Leim, Wachs, Tempera


15.04.2013
1. Leimfarbe (Hasenleim)

1.a. Zubereitung
Die online zu findenden Anweisungen über die Zubereitung von Hasenleim weichen zum Teil stark von einander ab, ich verwendete als Kompromiss aus den Funden 1/4 Hasennudeln zu 3/4 Wasser und liess das Ganze sechs Stunden lang quellen: der Leim quoll auf das doppelte seines Volumens auf und erhielt eine körnige, feste Konsistenz von halbtransparenter graubrauner Farbe, ähnlich der der Hasennudeln selbst.

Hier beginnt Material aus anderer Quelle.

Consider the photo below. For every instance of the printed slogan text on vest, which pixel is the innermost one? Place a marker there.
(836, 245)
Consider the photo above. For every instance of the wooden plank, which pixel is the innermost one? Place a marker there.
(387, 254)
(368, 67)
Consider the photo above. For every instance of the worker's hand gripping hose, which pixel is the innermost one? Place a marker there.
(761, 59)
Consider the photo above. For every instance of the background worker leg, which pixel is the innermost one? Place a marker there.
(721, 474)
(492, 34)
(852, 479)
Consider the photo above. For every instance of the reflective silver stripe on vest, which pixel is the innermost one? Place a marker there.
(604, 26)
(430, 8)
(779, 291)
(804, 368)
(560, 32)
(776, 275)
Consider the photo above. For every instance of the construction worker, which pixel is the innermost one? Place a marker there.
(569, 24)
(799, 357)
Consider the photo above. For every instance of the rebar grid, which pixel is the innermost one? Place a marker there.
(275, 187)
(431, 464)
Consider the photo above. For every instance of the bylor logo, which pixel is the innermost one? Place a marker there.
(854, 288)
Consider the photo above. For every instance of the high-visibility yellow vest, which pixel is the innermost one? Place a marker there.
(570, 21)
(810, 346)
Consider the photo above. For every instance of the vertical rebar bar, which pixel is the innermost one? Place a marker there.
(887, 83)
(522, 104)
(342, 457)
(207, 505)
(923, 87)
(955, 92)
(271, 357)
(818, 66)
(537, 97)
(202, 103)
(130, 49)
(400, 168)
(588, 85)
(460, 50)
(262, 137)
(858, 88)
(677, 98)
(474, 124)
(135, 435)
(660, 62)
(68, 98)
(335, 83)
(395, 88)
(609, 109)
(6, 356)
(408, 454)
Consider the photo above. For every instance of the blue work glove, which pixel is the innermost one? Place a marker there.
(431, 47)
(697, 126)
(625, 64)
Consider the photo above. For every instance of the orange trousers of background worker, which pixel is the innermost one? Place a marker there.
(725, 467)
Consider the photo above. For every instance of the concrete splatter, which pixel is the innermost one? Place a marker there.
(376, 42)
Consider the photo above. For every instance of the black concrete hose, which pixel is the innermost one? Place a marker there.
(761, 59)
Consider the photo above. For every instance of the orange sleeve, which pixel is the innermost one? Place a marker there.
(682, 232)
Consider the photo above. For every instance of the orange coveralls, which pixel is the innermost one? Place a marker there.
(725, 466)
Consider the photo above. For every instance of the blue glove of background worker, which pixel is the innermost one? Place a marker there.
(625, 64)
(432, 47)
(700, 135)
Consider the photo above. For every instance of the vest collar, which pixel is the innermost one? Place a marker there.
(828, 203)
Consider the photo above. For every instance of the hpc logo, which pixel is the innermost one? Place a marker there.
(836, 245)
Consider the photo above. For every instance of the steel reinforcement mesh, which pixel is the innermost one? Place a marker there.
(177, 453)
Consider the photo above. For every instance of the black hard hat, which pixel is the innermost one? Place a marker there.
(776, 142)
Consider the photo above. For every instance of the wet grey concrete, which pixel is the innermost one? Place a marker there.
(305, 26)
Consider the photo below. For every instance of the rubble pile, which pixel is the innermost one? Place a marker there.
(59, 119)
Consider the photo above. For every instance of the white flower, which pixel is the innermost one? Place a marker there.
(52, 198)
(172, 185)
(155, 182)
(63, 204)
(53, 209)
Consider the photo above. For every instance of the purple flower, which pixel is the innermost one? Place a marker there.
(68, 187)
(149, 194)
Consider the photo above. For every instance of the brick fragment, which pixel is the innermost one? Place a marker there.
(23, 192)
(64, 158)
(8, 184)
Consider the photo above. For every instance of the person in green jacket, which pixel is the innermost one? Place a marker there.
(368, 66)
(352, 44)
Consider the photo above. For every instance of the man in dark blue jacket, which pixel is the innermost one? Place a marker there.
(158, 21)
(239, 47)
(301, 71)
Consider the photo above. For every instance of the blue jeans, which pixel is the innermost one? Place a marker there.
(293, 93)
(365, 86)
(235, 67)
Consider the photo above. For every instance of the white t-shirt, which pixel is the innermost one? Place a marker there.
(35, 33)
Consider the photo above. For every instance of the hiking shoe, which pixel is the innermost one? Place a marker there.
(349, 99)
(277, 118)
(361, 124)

Einig sind sich die Anweisungen über die Nutzbarmachung: im Wasserbad erhitzt, wird die Masse flüssig und lässt sich mit dem Pinsel streichen. Zudem wird sie undurchsichtig graubraun und verströmt einen nicht gerade angenehmen Geruch. Ich habe diese Leimfarbe genutzt, um Leinenstoff auf die Test-Brettchen aufzuziehen, dazu habe ich das Leinen angefeuchtet, über den Brettchen straff gezogen und festgenagelt, dann trocknen lassen und den faltenfreien Stoff dick mit der Leimfarbe getränkt. Der grobe, naturfarbene Leinenstoff wurde etwas dunkler und nach dem Trocknen bretthart. Das Trocknen habe ich über Nacht stattfinden lassen, vermutlich hätten aber ein-zwei Stunden in einem warmen Raum ausgereicht.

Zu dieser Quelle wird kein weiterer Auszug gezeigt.